Laboratory evaluation of stiffness, low-temperature cracking, rutting, moisture damage, and fatigue performance of WMA mixes

Abstract

Despite the environmental and compaction benefits of warm mix asphalt (WMA), several researchers have expressed concerns over laboratory and field performances of WMA mixes. In this study, a wide range of laboratory tests, namely, dynamic modulus, creep compliance, fatigue, moisture damage, and rutting, was conducted to evaluate the performance of different types of WMA mixes. For this purpose, three WMA mixes, consisting of one mix produced using a zeolite-based WMA additive (containing water), one surface course mix, and one base course mix, the latter two produced with a chemical-based WMA additive with surfactant technology, were collected from different field projects in Texas. In addition, three hot mix asphalt (HMA) mixes with aggregate gradations similar to those of the collected WMA mixes were produced in the laboratory to compare the performance of WMA and HMA mixes. Overall, the WMA mixes yielded lower stiffness, reduced potential of low-temperature cracking, lower fatigue resistance, and a higher rutting potential compared with their HMA counterparts. However, a mixed trend of moisture-induced damage potential was observed for WMA and HMA mixes, when evaluated using retained tensile strength ratio (TSR) and stripping inflection point (SIP) obtained from the Hamburg wheel tracking (HWT) test.

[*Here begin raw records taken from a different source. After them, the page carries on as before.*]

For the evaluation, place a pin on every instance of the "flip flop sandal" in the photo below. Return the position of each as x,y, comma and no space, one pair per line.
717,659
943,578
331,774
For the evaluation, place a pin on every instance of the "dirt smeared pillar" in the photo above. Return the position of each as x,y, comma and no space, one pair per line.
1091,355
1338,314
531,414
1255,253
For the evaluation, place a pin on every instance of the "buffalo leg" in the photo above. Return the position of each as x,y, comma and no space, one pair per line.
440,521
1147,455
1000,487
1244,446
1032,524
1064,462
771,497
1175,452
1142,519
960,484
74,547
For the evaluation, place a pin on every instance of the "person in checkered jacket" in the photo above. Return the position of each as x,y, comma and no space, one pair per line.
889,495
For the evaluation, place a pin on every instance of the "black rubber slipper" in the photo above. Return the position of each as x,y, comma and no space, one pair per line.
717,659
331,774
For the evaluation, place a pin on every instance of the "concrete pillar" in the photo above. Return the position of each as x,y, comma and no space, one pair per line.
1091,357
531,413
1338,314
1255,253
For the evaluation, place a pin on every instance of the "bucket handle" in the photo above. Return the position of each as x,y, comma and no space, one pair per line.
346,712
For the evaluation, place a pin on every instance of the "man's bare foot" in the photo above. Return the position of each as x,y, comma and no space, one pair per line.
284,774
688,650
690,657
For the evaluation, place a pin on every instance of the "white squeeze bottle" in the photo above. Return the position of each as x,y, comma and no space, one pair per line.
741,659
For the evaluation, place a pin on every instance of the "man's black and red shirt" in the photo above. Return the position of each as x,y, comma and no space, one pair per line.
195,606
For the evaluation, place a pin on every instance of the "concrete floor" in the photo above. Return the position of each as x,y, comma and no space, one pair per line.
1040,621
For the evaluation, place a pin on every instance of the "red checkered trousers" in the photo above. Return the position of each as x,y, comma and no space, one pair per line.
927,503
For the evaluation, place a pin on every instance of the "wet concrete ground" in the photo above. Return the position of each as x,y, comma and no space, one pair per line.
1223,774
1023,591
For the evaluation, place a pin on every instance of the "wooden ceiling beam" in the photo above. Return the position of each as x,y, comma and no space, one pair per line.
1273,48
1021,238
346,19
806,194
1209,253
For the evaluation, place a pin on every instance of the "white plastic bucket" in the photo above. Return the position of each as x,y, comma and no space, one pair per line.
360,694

In other words, no correlation was found between TSR and SIP values, indicating that passing a TSR test does not guarantee better performance of a mix when tested using an HWT. The results from this study reveal that performance of a WMA mix widely depends on the technology and the type of other additives (e.g. anti-stripping agent) used. The findings of this study are expected to be useful to pavement professionals to better understand the performance of WMA mixes and to develop a database of input parameters for the Mechanistic-Empirical Pavement Design Guide.